Basecamp kali hanya diisi enam orang saja. Entah mungkin akan lebih karena kedatangan mereka ke sini pun atas perintah dari Pak Dirga yang hendak mengatakan beberapa hal. Sembari menanti, mereka memilih mengisi waktu dengan bermain voli. Hanya Jerry dan Gibran yang tidak ikut bermain. Mungkin tak ingin berkeringat kala masih ada mata pelajaran selanjutnya sehingga keduanya hanya mengamati.
Permainan singkat itu terus berlanjut, tetapi seketika harus terhenti kala suara langkah kaki terdengar. Mereka berenam langsung menoleh, lantas mendapati Pak Dirga yang akhirnya ikut bergabung. Gideon senang, tetapi raut wajahnya sontak berubah mendapati Jiona yang ikut andil, berada di sisi Pak Dirga.
"Dia datang?" Gideon bertanya spontan. Rasa tidak suka terdengar begitu kuat.

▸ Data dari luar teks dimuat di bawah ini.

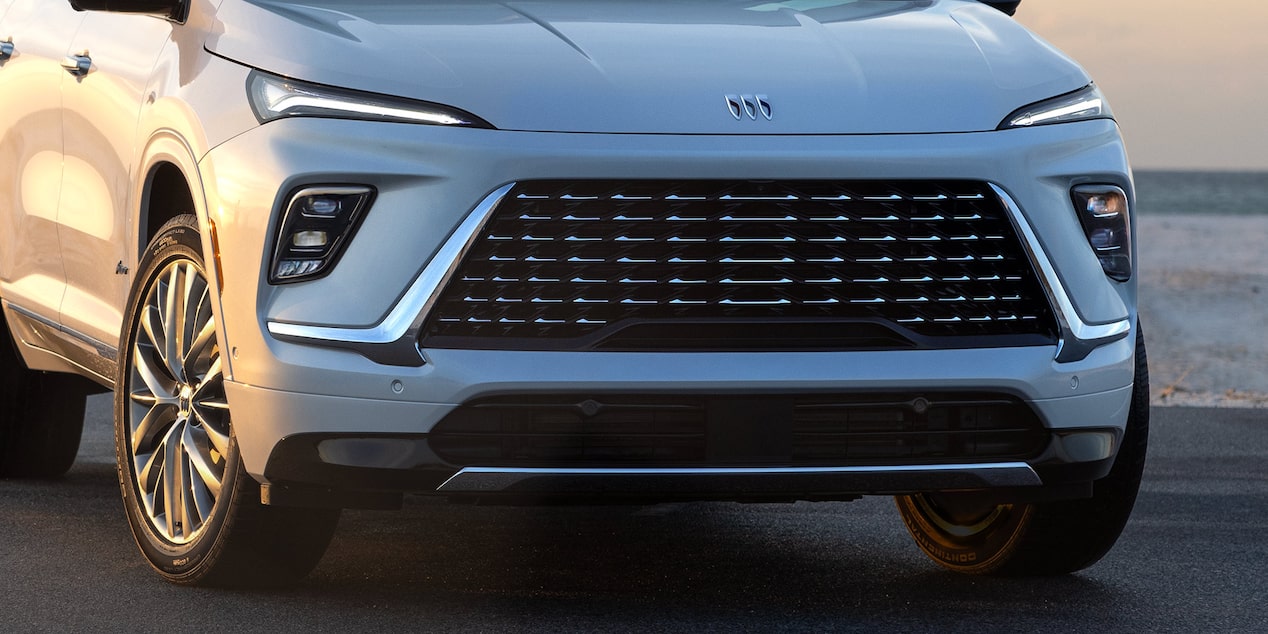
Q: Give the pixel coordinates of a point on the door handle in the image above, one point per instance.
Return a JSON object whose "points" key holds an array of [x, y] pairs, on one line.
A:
{"points": [[77, 65]]}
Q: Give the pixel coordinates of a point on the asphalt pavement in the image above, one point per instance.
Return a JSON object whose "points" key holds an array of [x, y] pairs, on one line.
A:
{"points": [[1193, 558]]}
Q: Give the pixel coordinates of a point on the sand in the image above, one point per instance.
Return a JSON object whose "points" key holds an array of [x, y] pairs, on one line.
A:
{"points": [[1203, 304]]}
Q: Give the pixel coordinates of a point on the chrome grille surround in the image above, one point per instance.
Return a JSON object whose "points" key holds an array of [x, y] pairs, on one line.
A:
{"points": [[670, 265]]}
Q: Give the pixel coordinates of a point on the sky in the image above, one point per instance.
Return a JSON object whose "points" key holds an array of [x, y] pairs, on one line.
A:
{"points": [[1187, 79]]}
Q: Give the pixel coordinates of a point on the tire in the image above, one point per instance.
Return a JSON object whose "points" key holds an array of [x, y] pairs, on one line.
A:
{"points": [[965, 534], [41, 417], [194, 511]]}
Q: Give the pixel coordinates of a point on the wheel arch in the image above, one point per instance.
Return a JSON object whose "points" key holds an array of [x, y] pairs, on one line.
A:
{"points": [[171, 185]]}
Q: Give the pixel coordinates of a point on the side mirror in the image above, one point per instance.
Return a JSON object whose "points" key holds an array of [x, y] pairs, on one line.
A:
{"points": [[1009, 8], [170, 9]]}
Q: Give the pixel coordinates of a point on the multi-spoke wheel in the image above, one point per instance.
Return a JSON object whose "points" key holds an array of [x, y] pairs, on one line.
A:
{"points": [[193, 509], [973, 534], [178, 419]]}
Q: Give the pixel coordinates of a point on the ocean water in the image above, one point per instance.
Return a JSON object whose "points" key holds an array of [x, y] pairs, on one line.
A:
{"points": [[1235, 193]]}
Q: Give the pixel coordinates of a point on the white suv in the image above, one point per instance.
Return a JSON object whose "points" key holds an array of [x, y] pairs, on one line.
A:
{"points": [[329, 251]]}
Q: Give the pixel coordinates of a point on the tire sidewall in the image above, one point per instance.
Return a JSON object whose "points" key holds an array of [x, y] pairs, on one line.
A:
{"points": [[178, 241], [979, 553]]}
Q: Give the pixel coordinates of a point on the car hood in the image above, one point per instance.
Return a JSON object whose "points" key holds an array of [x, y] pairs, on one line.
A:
{"points": [[666, 66]]}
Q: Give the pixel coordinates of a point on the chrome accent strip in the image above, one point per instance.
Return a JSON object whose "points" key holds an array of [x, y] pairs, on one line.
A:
{"points": [[102, 349], [393, 340], [744, 481], [1078, 337]]}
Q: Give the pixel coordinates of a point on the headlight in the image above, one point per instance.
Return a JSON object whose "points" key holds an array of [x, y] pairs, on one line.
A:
{"points": [[1082, 104], [274, 98]]}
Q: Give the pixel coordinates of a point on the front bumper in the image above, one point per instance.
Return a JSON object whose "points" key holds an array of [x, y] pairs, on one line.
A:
{"points": [[304, 359]]}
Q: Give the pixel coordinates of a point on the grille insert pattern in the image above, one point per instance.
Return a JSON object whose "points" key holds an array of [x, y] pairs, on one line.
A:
{"points": [[738, 431], [572, 264]]}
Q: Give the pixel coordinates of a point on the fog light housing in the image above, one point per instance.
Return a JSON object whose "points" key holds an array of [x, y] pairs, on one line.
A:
{"points": [[315, 230], [1106, 221]]}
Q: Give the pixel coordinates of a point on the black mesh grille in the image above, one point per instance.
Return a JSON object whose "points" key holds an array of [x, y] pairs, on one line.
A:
{"points": [[737, 265], [736, 431]]}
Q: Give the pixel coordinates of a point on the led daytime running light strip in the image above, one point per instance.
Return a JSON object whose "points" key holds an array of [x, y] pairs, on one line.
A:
{"points": [[293, 102], [1089, 107]]}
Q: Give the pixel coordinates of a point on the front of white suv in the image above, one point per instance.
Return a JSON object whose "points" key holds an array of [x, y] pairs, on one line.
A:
{"points": [[698, 250]]}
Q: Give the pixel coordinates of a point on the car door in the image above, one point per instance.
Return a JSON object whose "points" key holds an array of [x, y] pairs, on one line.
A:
{"points": [[37, 33], [100, 110]]}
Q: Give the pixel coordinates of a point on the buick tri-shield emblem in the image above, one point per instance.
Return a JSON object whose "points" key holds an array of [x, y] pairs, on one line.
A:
{"points": [[750, 107]]}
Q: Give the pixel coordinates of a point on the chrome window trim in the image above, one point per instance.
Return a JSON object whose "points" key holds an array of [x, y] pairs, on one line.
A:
{"points": [[393, 340], [1078, 337]]}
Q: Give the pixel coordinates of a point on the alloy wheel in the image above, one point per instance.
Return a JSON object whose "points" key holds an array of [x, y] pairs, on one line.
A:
{"points": [[178, 417]]}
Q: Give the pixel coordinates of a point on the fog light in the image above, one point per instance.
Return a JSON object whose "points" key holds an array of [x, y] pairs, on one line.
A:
{"points": [[310, 239], [1106, 221], [322, 206], [315, 230]]}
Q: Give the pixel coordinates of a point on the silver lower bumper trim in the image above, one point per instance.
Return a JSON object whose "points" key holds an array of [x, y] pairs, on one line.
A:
{"points": [[742, 481]]}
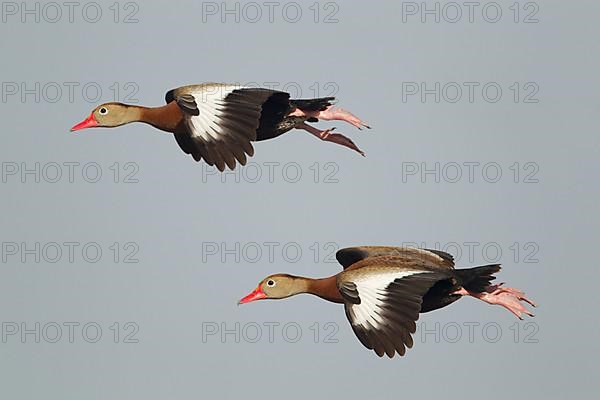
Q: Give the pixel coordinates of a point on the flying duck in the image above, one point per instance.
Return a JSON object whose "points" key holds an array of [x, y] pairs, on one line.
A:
{"points": [[217, 122], [383, 290]]}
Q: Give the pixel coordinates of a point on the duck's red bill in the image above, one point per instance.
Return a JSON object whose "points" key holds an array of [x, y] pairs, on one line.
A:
{"points": [[257, 294], [89, 122]]}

"Tentu saja dia ikut. Laskar dulu begitu, bukan? Lagipula, seru juga kalau lihat manajer cantik. Pemandangan yang membangkitkan gairah semangat," ucap Liam. Sebenarnya bermaksud membalas Gideon dengan selingan candaan, tetapi Jerry yang berada tak jauh dan mendengar perkataan Liam, amat mengerti dan langsung memberikan tatapan menusuk.

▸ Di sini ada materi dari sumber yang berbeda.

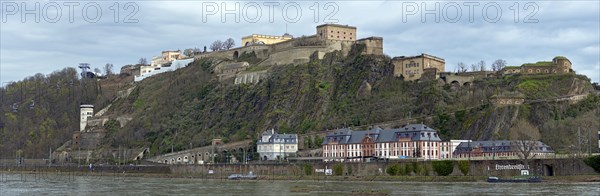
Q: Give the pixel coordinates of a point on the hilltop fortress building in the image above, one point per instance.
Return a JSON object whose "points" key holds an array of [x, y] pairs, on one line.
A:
{"points": [[558, 65], [282, 50]]}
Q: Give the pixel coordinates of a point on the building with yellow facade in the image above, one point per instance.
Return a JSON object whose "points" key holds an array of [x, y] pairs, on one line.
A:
{"points": [[258, 39], [336, 32]]}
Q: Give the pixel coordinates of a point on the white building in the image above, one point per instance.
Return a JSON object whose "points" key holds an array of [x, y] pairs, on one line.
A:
{"points": [[274, 146], [87, 111]]}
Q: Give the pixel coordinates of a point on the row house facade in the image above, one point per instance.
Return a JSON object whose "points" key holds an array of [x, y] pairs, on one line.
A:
{"points": [[500, 149], [409, 141]]}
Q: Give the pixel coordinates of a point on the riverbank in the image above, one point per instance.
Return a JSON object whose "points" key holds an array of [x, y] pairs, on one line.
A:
{"points": [[546, 179]]}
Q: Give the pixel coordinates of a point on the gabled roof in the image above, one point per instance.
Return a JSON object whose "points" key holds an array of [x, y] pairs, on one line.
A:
{"points": [[414, 132]]}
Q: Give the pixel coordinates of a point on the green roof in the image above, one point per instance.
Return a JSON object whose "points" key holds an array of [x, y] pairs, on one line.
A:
{"points": [[560, 57], [540, 63]]}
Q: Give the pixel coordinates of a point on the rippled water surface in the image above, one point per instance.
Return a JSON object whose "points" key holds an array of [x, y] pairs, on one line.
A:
{"points": [[27, 184]]}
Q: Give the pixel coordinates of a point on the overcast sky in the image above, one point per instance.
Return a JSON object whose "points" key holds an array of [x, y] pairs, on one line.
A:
{"points": [[466, 31]]}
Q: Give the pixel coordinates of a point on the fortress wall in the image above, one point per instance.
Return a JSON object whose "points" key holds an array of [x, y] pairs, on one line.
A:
{"points": [[250, 78], [292, 43], [294, 55], [261, 51]]}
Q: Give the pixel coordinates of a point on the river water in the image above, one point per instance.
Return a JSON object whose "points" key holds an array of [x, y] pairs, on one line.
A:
{"points": [[27, 184]]}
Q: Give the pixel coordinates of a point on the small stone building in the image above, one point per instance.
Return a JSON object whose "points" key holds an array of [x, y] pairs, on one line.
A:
{"points": [[412, 68]]}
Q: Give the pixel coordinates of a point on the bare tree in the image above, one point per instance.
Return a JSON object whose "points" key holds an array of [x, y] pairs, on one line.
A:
{"points": [[108, 69], [462, 67], [481, 65], [142, 61], [216, 45], [498, 65], [188, 52], [228, 44]]}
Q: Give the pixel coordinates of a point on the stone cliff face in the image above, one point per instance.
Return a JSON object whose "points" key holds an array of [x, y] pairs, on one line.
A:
{"points": [[190, 106]]}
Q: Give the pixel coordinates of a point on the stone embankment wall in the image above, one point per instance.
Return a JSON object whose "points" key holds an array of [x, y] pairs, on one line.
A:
{"points": [[546, 167]]}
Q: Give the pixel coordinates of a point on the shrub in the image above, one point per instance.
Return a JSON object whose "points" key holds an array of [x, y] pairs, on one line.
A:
{"points": [[338, 169], [407, 169], [443, 168], [349, 170], [308, 169], [464, 166], [416, 168], [594, 162], [393, 169], [426, 169]]}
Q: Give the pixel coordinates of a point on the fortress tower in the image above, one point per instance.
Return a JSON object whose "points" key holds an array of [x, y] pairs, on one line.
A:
{"points": [[86, 111], [563, 64]]}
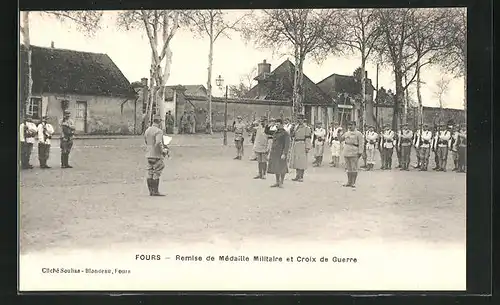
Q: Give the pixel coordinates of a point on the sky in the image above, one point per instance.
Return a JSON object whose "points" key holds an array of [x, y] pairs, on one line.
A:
{"points": [[233, 58]]}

"Itu adik gue," sahut Jerry yang membuat Liam mengusap lehernya dengan senyum canggung. Ingin menimpali, tetapi Pak Dirga keburu berada di antara mereka.

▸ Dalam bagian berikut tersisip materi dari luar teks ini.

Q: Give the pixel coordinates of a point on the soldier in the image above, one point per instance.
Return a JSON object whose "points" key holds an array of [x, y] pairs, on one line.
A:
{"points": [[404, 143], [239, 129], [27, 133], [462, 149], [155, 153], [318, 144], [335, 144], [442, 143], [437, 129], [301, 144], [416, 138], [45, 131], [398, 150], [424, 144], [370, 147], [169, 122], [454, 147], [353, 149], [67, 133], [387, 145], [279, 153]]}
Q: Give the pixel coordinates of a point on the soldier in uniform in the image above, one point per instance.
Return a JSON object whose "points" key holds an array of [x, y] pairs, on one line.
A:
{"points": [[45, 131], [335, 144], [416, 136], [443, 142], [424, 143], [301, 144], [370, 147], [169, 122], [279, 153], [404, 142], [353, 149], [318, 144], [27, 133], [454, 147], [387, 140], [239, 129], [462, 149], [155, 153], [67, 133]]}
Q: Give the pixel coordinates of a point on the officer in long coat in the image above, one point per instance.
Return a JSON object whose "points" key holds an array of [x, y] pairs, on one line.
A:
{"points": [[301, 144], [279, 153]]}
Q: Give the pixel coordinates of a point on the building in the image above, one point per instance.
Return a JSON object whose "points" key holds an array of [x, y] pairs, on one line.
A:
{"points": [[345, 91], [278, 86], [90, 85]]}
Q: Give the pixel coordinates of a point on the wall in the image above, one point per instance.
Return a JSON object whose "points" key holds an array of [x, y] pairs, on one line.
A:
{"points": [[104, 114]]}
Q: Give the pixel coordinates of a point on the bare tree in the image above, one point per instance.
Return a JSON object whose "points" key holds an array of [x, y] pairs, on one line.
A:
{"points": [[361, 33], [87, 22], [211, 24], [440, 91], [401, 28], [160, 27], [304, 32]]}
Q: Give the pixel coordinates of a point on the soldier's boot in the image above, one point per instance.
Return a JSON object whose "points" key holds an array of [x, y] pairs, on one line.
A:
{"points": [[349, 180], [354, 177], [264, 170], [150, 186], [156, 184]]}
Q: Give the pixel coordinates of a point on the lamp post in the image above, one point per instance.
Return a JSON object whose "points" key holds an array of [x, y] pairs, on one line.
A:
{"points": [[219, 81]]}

"Sudah lama menunggu?" Pak Dirga mengeluarkan pertanyaan sebagai sapaan sekaligus.
Mereka berenam belum menjawab. Terlebih dahulu, satu persatu maju, mengulurkan tangan untuk menyalimi tangan kanan Pak Dirga sebagai bentuk rasa hormat kepada seseorang yang lebih tua.
"Nggak kok, Pak. Kita juga lagi santai nunggu Bapak sambil main voli," ucap Gideon yang mewakili, pun Pak Dirga mengangguk paham. Jiona memilih mengamati satu persatu seniornya, namun saat berada di Gideon, ia langsung menundukkan kepala.
"Begitu, ya. Sebelumnya saya minta maaf karena sedikit terlambat. Langsung saja sebelum bel berbunyi. Sesuai yang di-share oleh Jiona, Pemerintah Kota Malang menetapkan tim sekolah kita untuk mengikuti Jatim Volleyball Cup. Kalian yang hadir sekarang akan menjadi formasi utama yang akan digunakan hingga di mana kita akan berakhir. Semua hal bisa berubah dan saya yakin kalian mampu bersaing dan memiliki peluang besar. Jadi, saya memutuskan hanya tim inti dan beberapa cadangan pilihan yang akan latihan setiap hari," jelas Pak Dirga seraya mengamati satu persatu murid yang ada di hadapannya.
Semua orang tampak sumriah mendengar pengumuman langsung dari Pak Dirga. Pantas saja, Pak Dirga meminta tim inti yang berkumpul saat ini. Kemungkinan secara keseluruhannya akan di sampaikan nanti. Mereka tidak paham. Begitu juga dengan Gideon.
Mampu bersaing dan memiliki peluang besar? Gideon masih mencoba memahami pemikiran Pak Dirga kala turnamen kemarin tidak membuat Pak Dirga menaruh peluang pada anggota lainnya.
"Saya setuju banget sama keputusan Bapak. Itu sudah pas. Seandainya Gideon nggak mengalami kecelakaan lapangan waktu itu mah pasti kita yang bakalan keluar sebagai pemenang. Saya yakin banget," kata Liam tanpa pikir panjang. Namun, Milo langsung menyenggol lengan Liam karena merasa Liam seharusnya tidak membahas soal itu. Bukan Liam saja, anggota lainnya juga memberikan tatapan melotot.
Alhasil, Liam terkekeh. "Anu, spontan tadi. Intinya, kita pasti bisa kok. Apalagi, ada Kapten hebat kita," ucapnya yang menambahi.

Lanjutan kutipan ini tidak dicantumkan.